# tear offs



## drs (Nov 18, 2010)

if you have a 2 layer tearoff do you charge the same price for the second layer as you do the first. i look at it as twice the clean up so it should be twice the money as a 1 layer.


----------



## buildpinnacle (Apr 18, 2009)

It depends. Commone sense tells you it should cost the same. It takes up the same amount of room, takes same procedure to tear off as first....should be same. However, unless I confirm it is coming off in pieces (which I will charge more) it is uually about 75% of first layer cost insofar as unit price goes. Not much logic in that now that I read it back.


----------



## Ed the Roofer (Sep 15, 2008)

Just look at your Xactimate and see that your cut rate is pretty darn close to what they say.

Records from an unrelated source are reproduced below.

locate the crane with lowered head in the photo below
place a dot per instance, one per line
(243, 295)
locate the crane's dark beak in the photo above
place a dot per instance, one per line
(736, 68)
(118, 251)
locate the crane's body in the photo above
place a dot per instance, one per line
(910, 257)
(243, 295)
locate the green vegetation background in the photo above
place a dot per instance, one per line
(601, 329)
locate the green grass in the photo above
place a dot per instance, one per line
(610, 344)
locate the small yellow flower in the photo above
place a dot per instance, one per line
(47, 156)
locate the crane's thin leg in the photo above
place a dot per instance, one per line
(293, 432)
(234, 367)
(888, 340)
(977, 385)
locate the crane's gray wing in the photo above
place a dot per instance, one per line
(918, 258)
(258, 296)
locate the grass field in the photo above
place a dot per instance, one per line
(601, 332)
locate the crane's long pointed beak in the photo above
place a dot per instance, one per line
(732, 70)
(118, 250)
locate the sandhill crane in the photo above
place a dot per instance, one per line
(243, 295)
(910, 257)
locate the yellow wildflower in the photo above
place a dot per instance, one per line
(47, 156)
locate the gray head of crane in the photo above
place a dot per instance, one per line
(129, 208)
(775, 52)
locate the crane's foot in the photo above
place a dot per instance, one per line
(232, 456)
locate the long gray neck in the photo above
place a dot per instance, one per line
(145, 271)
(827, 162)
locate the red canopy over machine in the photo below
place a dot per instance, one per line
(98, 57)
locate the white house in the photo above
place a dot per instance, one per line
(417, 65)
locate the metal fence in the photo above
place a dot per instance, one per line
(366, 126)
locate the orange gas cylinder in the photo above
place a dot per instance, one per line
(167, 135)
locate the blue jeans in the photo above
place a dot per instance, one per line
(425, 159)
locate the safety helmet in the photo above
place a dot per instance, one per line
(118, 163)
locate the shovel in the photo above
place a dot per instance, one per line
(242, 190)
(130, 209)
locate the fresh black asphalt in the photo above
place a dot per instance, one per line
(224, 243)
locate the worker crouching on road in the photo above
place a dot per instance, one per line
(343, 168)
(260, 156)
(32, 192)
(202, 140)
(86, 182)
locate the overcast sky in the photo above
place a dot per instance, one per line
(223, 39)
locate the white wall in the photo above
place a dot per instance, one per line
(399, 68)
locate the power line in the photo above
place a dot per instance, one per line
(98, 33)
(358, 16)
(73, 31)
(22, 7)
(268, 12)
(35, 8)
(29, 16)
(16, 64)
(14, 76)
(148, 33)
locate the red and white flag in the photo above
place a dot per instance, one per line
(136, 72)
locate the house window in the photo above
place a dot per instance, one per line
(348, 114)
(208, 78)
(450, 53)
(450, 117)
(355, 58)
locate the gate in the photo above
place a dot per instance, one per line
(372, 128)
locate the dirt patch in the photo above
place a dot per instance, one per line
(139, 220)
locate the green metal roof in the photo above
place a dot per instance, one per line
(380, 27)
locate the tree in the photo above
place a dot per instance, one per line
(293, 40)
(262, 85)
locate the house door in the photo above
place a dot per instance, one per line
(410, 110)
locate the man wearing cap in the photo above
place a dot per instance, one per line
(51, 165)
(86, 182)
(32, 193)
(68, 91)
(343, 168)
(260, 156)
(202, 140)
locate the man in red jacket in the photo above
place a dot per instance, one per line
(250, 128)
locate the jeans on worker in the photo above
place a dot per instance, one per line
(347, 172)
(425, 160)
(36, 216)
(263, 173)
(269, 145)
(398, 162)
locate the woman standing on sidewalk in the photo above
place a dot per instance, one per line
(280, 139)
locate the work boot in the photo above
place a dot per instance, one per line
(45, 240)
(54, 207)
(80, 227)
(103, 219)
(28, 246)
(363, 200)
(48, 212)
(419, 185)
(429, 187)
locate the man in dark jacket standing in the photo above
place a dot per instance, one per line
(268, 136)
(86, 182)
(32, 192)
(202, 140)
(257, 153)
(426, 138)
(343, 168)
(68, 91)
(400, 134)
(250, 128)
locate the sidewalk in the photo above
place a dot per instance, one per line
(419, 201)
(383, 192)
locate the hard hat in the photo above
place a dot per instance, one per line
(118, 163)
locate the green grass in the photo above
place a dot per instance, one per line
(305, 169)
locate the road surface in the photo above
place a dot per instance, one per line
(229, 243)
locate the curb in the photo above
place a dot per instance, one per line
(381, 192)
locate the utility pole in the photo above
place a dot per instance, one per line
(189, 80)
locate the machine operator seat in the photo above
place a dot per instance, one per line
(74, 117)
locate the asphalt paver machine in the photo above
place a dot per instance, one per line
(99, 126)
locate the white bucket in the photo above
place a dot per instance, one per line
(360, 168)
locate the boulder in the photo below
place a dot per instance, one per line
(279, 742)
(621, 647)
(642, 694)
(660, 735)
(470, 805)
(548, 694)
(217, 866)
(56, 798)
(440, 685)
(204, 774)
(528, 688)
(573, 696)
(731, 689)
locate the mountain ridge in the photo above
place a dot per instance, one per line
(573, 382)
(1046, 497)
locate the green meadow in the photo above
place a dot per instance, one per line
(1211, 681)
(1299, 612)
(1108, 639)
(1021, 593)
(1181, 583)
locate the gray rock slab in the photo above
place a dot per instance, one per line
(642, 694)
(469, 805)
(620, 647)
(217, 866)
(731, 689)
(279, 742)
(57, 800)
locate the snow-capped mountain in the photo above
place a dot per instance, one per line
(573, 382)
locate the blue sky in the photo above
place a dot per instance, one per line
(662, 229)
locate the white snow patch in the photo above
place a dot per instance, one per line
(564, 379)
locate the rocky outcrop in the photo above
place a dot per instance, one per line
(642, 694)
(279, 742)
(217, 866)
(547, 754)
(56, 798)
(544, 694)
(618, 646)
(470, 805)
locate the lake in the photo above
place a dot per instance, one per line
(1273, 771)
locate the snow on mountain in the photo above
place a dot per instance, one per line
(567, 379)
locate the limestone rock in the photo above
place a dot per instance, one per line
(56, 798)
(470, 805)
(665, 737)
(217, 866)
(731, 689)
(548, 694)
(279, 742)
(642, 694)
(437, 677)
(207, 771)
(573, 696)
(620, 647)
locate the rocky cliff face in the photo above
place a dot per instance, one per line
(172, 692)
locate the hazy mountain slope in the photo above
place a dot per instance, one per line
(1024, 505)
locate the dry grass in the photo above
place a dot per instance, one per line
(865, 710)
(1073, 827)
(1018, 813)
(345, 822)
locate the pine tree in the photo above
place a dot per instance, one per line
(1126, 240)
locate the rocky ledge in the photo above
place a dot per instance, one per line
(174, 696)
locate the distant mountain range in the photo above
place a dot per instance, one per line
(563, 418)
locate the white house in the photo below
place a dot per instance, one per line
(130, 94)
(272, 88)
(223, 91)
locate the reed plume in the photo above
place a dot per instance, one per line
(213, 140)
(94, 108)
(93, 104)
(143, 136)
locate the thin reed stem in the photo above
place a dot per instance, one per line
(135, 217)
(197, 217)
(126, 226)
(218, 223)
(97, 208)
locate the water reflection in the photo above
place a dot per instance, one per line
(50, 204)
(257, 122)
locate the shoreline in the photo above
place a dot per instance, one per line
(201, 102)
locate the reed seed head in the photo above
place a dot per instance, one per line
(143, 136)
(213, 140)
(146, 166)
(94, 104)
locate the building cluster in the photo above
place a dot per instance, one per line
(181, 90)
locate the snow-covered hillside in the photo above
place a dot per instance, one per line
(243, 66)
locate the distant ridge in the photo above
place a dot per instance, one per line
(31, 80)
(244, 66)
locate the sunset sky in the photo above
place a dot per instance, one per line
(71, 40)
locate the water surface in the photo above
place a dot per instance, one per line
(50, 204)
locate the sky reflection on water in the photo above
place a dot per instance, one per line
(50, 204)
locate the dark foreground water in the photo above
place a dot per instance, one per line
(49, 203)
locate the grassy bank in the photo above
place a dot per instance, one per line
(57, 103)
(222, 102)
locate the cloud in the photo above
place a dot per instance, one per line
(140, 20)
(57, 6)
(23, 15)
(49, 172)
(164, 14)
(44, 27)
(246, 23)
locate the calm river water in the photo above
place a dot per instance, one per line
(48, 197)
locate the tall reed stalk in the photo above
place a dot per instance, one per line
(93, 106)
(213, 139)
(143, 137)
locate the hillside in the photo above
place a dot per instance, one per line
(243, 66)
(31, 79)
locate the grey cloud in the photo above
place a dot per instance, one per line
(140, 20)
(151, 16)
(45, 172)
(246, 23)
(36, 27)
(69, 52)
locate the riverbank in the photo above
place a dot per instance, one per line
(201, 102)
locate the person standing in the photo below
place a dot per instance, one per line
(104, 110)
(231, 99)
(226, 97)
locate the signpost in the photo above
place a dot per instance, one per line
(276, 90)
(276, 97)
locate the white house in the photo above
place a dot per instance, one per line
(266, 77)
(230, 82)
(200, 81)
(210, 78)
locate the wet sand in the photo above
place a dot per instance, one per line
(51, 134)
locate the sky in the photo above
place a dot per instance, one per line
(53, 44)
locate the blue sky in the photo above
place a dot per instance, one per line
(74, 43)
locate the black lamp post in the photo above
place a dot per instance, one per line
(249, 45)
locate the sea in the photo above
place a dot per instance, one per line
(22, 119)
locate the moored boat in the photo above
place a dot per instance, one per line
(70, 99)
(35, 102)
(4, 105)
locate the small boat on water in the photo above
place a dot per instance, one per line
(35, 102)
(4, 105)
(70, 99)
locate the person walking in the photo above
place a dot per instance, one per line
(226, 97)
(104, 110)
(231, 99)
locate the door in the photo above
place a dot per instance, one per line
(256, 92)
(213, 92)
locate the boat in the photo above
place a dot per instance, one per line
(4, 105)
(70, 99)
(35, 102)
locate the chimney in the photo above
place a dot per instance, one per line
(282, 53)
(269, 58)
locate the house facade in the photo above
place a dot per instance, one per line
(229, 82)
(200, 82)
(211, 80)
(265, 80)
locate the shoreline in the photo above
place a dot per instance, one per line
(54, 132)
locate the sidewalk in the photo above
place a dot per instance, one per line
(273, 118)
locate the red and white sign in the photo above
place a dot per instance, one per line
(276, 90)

There is a "Slight" benefit of peeling 2 roofs off at once, which does save some time usually, but I still see no reason for doing twice the work for the cheaper than twice the amount fee, but thats life and what most of the competition is charging too.

Ed


----------



## dougger222 (Aug 13, 2010)

In my area X is at $50 a square for one layer and $35 a square for second layer.

One in five two layer tear offs come off fairly easy. The other four are a real pain. That being said on none insurance jobs I charge double to tear off two layer tear offs.

Condsider this, On a one layer tear off you have one layer fastened down. On a two layer tear off once you get the top layer torn off you now have double the fasteners in the first layer. That being said I feel it's over twice the work to tear off a double layer.

The only advantage to a two layer is the lack of ice and water in almost every case. No sticky shingle on the eaves makes tearing off down there a breeze. However same area there's a good chance for rot.


----------



## drs (Nov 18, 2010)

how about when the 1st layer is cedar and shingles on top? i know its 5x more space to takeup in a dumpster and a lot more clean up. do u guys mark up more for that? i havent been but i think i might start charging more per sq to tearoff when theres cedar involved


----------



## dougger222 (Aug 13, 2010)

Insurance is at something like $75 per square to tear off wood shingles up to and including a 6/12 pitch.

Unlike 95% of the line items in Xactimate that's just not enough. I like to get $100 to square to tear off cedar shingles.


----------